First things first, you need a National Parks Pass for this trail.  You can purchase one online or at places like REI.  You can also pay for a day pass at the trail head. 

The Carbon River Trail used to be a road.  So, this means that the hike is probably one of the easiest trails you’ll do.  The elevation gain is only about 600 feet and the round trip from trail head to Ipsut Creek Campgrounds and back is 10 miles.  The trail is well maintained, but there are a few areas where the Carbon River has washed over the trail. 

There are three sturdy bridges (two are wood, the last is concrete) and two log bridges (one is a log with one handrail and the other is a partially washed-out bridge patched with two logs and handrails.)  Along the trail you’ll mostly encounter other hikers, but there are the occasional jogger or bicyclist sharing the trail with you.  There’s plenty of room for each to get to one side and keep out of each other’s way.

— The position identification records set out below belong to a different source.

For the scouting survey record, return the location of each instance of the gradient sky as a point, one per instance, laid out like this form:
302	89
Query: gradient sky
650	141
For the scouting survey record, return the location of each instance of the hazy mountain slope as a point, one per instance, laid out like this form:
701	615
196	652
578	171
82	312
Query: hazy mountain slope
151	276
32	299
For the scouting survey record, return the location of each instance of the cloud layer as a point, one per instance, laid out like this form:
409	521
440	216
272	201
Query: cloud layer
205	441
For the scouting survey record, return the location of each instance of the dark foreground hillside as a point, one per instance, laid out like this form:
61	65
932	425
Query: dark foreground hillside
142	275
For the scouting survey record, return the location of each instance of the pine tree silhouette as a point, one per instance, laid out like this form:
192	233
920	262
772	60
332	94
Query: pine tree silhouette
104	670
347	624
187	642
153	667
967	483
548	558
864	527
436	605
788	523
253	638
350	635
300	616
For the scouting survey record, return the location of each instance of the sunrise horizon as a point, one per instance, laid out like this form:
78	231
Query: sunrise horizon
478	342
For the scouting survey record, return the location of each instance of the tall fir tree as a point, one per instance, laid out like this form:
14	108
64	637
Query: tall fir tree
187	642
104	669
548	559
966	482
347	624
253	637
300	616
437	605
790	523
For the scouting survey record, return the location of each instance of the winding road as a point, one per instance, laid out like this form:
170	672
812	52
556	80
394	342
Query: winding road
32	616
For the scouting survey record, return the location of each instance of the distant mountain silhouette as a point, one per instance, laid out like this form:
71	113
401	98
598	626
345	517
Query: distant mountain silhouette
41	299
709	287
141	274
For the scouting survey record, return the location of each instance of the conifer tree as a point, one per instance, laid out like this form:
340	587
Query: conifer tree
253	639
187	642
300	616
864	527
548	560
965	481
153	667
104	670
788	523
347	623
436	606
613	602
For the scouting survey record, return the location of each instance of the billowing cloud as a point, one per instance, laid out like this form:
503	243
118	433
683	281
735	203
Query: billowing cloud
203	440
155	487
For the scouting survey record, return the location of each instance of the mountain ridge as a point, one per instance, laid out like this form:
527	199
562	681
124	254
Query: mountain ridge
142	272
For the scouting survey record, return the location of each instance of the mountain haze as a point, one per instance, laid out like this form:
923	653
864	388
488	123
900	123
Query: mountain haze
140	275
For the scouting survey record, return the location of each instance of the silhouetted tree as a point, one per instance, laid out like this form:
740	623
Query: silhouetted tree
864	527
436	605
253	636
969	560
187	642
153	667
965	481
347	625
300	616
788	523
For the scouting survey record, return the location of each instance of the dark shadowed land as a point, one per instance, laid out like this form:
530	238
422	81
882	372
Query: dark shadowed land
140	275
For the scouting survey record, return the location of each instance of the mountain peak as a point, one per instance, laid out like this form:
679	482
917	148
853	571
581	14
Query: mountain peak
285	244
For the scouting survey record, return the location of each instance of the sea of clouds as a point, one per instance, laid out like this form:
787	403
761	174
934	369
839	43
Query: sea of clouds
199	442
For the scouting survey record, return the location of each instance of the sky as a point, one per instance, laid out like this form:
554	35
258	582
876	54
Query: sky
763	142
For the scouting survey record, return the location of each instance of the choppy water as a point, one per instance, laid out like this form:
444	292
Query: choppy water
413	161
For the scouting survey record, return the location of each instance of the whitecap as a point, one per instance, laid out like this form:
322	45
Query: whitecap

At the start of the trail there’s a couple of well-maintained bathrooms and at the Ipsut Creek Campground there are two more toilets and a cabin, (more on the cabin later).  Since there are several streams flowing into the Carbon River, you could get by in the summer with just two water bottles and a water filter.

What’s Along the Trail

The trees!  Most of the forest is second growth trees, meaning they’ve grown up in the last 100 years.  However, along the trail and further into the woods you’ll see some old growth trees measuring 20-30 feet in circumference.  These trees are 200-300 feet high and range in age from roughly 200 years to about 500 years depending on the species and growth rates. 

It’s strongly recommended that you stay on the trail and not go tramping into the forest to check out the bigger trees.  This will cause damage to the local environment and can disturb the local fauna as they go about their business. Not to worry though, there’s plenty of old growth trees alongside the trail to admire.  You can check out my video ‘Hunting Old Growth Trees’ on Amputee Outdoors on YouTube to see them.

There’s a short side trail on the right as you go up the Carbon River trail which will take you to Green Lake.  I didn’t take this trail as I was running short on time, but it’s on the list for next time.

Ipsut Creek Campgrounds

The last bridge you cross is a concrete bridge and the last remnants of the original road that folks traveled up to the campground.  Since it was once a drive-in campground, there are bear boxes at several sites, some picnic tables, solar powered toilets, and fire pits. It is important to note that fires are prohibited, as it is now a backcountry site.  There were some trees blown down last winter so some of the campsites are occupied by those trees.

There are no reservations required for the campsites, meaning this is a first come, first serve campground.  If you’re a hammock camper the options seem limited at the campsites but if you walk up to the cabin past the toilets, there were a few trees that would work for you.

The cabin is locked down but around back there is a porch with a picnic table making it a good spot to get out of the rain and have lunch. 

From the campgrounds you can continue on to several destinations, however, you should check trail reports and ranger station reports regarding washouts, bridge closures and weather reports. 

This was a thoroughly enjoyable hike and if you’re looking for family friendly hike, this will suit you perfectly.